Even better options are to use tools and batch managers that manage software installs, VM creation/destruction, and allow for using preemptible VMs that cost 80% less than standard VMs. These would be the least expensive and financially safest options, but have more knowledge/learning overhead.
- R package (beta) - googleComputeEngineR
- Was very buggy last I used it (8/2017), but worth exploring more
- Free, open source
- Decent, but in-progess, user guide
- Especially interesting for me: Run massive parallel R jobs cheaply
- HTCondor for high-throughput computing (many independent processes)
- Google has a guide on how to do this.
- Probably should be managed by 1 person for the department.
- HTCondor has it's own language, and thus learning curve.
- Techila Distributed Computing
- Not tested, but looks promising
- Has video tutorials, user guides, and an R-package
- Also works with Matlab and Python
Docker or Kubernetes are helpful tools for cloud computing.

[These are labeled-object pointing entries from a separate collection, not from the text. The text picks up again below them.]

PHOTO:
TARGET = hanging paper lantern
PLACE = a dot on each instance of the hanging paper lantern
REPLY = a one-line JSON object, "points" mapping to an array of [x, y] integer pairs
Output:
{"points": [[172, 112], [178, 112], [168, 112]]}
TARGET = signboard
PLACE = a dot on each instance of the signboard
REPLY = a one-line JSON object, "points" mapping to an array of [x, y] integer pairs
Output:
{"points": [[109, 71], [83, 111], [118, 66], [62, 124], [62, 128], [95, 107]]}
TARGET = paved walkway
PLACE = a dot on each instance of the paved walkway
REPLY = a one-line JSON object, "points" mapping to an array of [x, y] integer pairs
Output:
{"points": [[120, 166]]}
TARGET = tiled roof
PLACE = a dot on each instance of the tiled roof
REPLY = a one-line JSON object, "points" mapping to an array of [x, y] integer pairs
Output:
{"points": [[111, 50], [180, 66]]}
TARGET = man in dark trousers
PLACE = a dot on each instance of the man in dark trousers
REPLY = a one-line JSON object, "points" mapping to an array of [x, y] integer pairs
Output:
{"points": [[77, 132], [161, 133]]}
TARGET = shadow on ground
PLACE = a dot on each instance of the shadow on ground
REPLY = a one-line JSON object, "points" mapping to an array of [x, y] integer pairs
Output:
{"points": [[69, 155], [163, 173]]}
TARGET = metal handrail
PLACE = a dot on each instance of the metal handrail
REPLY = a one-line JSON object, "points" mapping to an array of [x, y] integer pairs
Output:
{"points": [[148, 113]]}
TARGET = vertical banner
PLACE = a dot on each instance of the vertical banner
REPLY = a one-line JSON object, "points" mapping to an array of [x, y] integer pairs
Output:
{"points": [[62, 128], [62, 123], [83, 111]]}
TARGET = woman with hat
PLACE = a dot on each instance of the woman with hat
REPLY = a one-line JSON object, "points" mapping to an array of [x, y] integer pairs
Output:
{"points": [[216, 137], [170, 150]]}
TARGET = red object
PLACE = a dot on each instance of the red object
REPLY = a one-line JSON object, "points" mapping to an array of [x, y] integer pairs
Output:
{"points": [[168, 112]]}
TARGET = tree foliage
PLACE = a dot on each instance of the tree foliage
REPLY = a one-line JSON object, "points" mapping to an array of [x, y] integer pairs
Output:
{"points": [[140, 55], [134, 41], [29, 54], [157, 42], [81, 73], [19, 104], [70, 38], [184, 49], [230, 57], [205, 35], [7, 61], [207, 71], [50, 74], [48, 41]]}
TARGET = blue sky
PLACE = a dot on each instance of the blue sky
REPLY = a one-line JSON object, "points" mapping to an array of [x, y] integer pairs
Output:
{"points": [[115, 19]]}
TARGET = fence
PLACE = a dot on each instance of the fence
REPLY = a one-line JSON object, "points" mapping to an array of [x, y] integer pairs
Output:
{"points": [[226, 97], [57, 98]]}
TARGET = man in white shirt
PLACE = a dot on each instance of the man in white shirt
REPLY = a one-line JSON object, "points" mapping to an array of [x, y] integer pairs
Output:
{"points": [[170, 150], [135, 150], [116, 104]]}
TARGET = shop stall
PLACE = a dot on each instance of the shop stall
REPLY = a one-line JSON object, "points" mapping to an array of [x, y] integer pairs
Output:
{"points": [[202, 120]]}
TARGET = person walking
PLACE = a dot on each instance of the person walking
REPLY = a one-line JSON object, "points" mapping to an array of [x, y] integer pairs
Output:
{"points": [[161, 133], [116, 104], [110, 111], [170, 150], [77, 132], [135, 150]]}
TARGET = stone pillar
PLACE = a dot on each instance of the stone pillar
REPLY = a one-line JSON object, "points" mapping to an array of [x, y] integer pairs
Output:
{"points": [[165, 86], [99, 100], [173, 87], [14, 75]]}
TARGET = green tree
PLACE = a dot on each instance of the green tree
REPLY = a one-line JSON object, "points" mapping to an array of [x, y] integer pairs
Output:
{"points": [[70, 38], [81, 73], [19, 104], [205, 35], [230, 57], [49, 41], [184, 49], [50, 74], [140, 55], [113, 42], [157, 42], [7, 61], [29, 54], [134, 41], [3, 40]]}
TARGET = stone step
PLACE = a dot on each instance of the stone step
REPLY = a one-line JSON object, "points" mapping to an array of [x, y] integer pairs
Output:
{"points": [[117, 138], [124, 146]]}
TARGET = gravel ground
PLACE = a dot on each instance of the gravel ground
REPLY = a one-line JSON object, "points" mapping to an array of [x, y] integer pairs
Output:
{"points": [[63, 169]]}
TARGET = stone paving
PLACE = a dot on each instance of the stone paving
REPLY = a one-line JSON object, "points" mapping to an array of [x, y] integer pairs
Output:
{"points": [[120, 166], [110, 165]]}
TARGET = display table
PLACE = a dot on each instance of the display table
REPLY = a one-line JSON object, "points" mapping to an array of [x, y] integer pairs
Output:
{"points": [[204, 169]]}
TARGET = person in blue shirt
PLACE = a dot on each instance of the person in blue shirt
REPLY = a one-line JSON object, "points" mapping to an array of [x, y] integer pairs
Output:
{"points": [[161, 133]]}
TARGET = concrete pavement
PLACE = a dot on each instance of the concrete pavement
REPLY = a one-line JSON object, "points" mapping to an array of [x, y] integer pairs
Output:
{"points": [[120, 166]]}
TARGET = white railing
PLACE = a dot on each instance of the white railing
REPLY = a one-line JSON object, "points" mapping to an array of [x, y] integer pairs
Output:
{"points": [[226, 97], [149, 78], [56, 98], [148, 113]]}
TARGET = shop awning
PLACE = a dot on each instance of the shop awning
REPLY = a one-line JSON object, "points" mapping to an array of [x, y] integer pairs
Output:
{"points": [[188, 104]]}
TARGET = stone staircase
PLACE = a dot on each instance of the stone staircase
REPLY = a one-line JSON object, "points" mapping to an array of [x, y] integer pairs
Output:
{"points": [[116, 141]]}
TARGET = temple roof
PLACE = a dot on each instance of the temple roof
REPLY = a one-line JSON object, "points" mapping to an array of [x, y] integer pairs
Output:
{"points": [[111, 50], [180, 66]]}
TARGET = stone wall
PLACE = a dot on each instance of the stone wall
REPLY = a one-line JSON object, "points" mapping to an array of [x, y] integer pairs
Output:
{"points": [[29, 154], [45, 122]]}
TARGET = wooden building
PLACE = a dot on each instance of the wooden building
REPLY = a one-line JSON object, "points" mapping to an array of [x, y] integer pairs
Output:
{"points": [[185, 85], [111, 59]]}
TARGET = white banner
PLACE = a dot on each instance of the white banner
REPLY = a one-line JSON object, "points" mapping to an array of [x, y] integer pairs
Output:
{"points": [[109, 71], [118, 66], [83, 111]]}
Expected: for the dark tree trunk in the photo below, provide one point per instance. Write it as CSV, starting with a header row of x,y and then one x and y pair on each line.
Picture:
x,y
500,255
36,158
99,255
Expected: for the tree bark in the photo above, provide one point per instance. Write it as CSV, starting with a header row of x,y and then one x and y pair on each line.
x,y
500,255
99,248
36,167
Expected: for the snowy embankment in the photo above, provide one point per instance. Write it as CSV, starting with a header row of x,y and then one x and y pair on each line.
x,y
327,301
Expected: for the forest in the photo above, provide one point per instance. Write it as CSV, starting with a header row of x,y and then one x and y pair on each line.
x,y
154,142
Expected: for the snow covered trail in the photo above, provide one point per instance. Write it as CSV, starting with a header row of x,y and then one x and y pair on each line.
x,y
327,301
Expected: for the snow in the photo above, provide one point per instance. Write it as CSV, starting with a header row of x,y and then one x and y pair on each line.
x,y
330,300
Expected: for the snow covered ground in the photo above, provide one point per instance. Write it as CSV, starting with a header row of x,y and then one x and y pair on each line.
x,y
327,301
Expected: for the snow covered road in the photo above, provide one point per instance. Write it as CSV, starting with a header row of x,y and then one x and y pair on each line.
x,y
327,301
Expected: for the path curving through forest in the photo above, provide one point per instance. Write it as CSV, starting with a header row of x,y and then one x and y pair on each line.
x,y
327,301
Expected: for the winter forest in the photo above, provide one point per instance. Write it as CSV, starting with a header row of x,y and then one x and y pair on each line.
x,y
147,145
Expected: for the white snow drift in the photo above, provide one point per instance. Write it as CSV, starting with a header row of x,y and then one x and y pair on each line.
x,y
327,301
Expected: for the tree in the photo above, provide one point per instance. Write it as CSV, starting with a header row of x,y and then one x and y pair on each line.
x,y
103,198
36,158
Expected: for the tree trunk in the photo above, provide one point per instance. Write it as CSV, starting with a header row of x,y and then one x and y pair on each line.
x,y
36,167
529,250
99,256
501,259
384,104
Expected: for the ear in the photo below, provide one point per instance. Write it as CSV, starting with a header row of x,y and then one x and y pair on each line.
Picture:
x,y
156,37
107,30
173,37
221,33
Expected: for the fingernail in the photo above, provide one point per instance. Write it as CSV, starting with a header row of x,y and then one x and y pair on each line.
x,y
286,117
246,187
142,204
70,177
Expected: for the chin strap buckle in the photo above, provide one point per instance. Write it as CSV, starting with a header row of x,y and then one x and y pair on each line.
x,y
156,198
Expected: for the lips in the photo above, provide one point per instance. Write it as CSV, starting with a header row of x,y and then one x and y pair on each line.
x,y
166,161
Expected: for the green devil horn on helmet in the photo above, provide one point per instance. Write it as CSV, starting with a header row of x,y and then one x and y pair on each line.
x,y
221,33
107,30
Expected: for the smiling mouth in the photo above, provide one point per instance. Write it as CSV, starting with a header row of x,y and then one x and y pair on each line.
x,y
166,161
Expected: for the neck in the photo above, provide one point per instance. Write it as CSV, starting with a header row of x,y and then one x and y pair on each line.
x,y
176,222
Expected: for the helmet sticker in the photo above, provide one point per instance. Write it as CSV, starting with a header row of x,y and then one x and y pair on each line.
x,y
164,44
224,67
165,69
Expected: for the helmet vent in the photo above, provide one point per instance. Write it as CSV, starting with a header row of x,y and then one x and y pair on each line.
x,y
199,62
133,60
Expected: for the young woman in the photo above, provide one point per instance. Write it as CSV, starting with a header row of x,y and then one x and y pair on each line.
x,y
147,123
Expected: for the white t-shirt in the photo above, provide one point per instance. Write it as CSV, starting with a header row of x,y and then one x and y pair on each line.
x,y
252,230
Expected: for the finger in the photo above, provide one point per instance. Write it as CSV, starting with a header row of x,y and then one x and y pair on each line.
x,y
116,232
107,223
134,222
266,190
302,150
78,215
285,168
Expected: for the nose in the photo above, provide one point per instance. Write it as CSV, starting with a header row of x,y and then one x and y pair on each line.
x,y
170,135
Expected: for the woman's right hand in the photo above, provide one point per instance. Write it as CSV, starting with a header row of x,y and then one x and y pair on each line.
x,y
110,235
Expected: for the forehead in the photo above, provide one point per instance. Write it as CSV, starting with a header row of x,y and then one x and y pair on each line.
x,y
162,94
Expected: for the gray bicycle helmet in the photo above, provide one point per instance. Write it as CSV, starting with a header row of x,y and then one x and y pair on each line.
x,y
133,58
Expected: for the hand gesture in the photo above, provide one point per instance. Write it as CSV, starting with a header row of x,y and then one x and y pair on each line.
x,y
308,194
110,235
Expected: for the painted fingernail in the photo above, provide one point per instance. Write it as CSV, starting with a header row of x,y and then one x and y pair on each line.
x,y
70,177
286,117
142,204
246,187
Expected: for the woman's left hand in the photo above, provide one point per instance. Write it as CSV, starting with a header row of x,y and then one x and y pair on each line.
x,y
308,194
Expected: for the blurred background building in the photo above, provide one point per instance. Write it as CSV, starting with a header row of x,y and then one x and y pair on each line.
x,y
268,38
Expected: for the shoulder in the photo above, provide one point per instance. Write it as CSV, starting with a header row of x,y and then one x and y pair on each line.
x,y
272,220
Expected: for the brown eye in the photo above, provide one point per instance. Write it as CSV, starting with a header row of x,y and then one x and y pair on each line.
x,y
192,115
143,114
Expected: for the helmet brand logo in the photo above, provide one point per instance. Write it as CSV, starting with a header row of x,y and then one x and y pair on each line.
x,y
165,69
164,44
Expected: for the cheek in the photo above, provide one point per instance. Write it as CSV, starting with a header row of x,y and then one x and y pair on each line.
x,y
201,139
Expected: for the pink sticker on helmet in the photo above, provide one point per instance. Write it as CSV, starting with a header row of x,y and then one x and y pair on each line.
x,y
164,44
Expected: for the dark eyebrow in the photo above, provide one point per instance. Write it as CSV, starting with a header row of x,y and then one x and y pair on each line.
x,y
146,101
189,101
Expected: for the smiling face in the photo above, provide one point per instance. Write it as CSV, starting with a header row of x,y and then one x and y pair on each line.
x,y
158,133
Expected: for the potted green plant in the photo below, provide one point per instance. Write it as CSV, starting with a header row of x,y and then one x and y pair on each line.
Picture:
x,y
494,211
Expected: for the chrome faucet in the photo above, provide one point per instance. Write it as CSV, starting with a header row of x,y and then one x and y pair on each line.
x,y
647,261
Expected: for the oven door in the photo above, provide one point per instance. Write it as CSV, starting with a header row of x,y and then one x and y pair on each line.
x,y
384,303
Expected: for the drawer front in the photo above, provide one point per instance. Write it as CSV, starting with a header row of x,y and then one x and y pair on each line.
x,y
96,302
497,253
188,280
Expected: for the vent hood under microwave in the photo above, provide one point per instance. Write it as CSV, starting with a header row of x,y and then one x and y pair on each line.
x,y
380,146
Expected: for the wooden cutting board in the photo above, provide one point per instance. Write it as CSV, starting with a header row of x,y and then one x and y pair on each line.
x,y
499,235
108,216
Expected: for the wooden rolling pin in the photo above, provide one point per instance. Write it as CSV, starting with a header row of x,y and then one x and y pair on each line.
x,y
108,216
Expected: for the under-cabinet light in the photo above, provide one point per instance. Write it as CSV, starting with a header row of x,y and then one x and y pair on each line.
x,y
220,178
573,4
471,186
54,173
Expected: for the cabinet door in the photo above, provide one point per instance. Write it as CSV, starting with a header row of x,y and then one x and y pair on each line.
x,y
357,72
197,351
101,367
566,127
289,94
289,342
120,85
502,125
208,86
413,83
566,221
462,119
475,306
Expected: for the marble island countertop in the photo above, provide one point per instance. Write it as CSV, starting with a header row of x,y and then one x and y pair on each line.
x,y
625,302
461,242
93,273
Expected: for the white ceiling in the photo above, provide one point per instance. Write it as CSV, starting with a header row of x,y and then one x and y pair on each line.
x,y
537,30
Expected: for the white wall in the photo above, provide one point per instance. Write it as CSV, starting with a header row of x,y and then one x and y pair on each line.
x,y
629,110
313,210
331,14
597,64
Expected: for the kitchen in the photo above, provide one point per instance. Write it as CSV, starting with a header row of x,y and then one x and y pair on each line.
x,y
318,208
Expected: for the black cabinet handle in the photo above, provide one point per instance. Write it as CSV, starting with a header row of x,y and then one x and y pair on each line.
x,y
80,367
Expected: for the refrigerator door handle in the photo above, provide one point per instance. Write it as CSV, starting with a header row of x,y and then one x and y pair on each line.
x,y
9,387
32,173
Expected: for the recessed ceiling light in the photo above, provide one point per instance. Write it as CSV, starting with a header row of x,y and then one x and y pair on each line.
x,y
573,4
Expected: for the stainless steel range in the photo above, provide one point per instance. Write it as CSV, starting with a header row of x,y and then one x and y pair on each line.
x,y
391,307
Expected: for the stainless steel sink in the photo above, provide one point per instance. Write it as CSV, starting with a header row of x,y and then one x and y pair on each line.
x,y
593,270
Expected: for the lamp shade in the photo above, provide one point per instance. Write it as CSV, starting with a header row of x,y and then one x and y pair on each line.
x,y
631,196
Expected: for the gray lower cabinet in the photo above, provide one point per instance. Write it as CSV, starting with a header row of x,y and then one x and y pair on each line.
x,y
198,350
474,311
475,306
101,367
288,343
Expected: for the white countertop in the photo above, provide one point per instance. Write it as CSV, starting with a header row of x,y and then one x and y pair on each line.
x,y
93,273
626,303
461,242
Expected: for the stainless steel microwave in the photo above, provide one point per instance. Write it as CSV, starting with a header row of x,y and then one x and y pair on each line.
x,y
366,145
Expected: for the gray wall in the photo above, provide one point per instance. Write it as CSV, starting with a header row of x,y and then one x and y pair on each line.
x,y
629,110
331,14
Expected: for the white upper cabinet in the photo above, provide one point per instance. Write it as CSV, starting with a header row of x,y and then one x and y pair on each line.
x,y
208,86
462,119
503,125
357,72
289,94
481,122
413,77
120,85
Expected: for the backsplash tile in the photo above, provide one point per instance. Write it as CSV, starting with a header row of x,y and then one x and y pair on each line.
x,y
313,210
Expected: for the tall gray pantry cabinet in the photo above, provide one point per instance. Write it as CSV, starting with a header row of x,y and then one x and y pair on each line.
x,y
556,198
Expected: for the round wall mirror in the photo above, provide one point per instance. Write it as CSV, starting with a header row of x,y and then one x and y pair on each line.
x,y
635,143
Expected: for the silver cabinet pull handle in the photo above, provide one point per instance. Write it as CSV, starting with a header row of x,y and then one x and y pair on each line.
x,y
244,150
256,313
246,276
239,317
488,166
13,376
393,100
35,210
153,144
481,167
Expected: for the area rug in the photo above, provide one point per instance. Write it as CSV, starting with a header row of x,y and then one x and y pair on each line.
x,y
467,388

These 'containers' are a method/tool for setting up the the software environment of a computational project. It is an alternative to the VM image approach we used for Harry's work.
OpenScienceGrid is a free high-throughput computing resource using HTCondor for batch management. It is entirely free, highly scalable, and has a responsive support team, but it's use case is more limited than Google Compute Engine or Rosalind.
OSG uses spare computing cycles on participating supercomputers (located internationally) to provide a free resource to non-profit and academic researchers.
OSG is a good fit if your project:
- Doesn't use PHI or otherwise sensitive data
- Consists of many independent processes (multithreading supported, but not message passing/MPI)
- Input/Output data for each job is relatively small (<10GB)
- Can run on Linux
- Doesn't require licensed software
Projects run with OSG can add in computing resourcess from both XSEDE and Amazon AWS (likely Google Cloud as well). OSG resources primarily use preemption, i.e. higher priority processes can lead to jobs being halted/killed. For projects consisting of many small (hundreds-thousands of 10min-6hr) jobs, this is fine. These preempted jobs get restarted automatically on a new node.
This is a good fit for large methodological simulation studies. My thesis, for example, consisted of estimating hormone pulses on ~ 4000 simulated datasets. Each estimation process took 3-10 minutes. Since this is simulated data and each 3-10 minute job is an independent sequential process, this would be a great fit for OSG. I could request several hundred cores and receive my results in an hour up to a few hours at no charge. On Amazon AWS, I used 32-core VM's over about 10-20 hours at a charge of about $100 per run, and a total cost of $300 at the end of my thesis.